Им кажется, что они сами выбирают — предпочитают Дом кино, театральную премьеру, политический диспут симфоническому, камерному концерту. На самом деле им не дано выбирать — они продукт массированного, в масштабах страны, воспитания, где на музыку велось тотальное наступление. Музыка в глазах новых, послереволюционных властей скомпрометировала себя вдвойне: во-первых, как пособница «опиума для народа», ибо издревле входила необходимым компонентом в православное церковное действо. «Отравление» гимназиста, скажем, религией, законом Божьим, велось одновременно с обучением его вокальным навыкам: петь в хоре должны были уметь все. Мещане, дворяне обучали детей игре на музыкальных инструментах. Манерная барышня в подходящий момент подсаживалась к пианино — новая эпоха, новый мир, который мы должны были построить, вдосталь обсмеяли таких, вместе с их фикусами, геранями, вышитыми салфетками. Застенчивостью, деликатностью, чутьем, что можно, а что — нельзя. Непозволительно. Бессовестно.

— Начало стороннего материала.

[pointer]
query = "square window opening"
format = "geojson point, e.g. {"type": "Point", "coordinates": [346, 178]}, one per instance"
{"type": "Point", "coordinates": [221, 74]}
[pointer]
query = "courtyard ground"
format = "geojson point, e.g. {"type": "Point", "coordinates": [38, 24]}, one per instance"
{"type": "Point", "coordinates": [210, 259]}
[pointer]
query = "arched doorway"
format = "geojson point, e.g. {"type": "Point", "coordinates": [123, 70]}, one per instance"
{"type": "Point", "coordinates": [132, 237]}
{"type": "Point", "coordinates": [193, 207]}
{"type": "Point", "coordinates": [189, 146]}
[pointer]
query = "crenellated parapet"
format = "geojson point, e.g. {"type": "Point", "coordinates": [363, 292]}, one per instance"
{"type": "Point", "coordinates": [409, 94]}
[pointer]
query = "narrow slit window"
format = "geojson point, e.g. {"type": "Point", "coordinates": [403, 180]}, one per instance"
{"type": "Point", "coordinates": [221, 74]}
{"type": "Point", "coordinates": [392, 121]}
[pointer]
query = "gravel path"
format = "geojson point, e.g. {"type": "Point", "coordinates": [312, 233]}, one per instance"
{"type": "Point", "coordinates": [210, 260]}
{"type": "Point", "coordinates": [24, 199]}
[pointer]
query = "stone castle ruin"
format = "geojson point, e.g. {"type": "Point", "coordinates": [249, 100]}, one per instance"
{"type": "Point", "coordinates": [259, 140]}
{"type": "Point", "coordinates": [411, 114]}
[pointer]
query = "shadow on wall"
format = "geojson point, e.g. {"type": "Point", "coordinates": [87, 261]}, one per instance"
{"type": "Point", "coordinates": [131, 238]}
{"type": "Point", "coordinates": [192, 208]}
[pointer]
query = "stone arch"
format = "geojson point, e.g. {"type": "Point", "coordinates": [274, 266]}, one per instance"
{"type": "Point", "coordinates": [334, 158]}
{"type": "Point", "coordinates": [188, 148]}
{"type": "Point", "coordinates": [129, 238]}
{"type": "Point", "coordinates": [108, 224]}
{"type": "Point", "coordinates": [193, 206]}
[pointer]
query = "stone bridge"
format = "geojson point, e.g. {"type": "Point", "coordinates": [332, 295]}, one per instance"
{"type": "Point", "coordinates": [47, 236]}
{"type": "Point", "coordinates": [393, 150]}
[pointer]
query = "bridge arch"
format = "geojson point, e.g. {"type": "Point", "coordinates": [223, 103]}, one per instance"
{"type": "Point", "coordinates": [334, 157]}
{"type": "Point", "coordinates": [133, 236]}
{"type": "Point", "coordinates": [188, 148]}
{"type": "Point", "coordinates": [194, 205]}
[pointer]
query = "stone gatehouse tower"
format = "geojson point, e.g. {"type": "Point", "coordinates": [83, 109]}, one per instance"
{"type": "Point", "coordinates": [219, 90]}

Известно, что при первом прослушивании музыкального произведения даже профессионал не может сразу его охватить, во всей полноте в него вникнуть.
Об этом Рихтер говорил, и это при его-то потрясающей восприимчивости.
Действительно, по-настоящему наслаждение испытываешь тогда, когда слышишь уже знакомое, известное. Любви с первого взгляда, в музыке, пожалуй что и не бывает. Это подтверждает совсем простенькую мысль, что тот, кто музыкально не образован, ничего не услышит, не поймет. И надеяться на чудо тут нечего.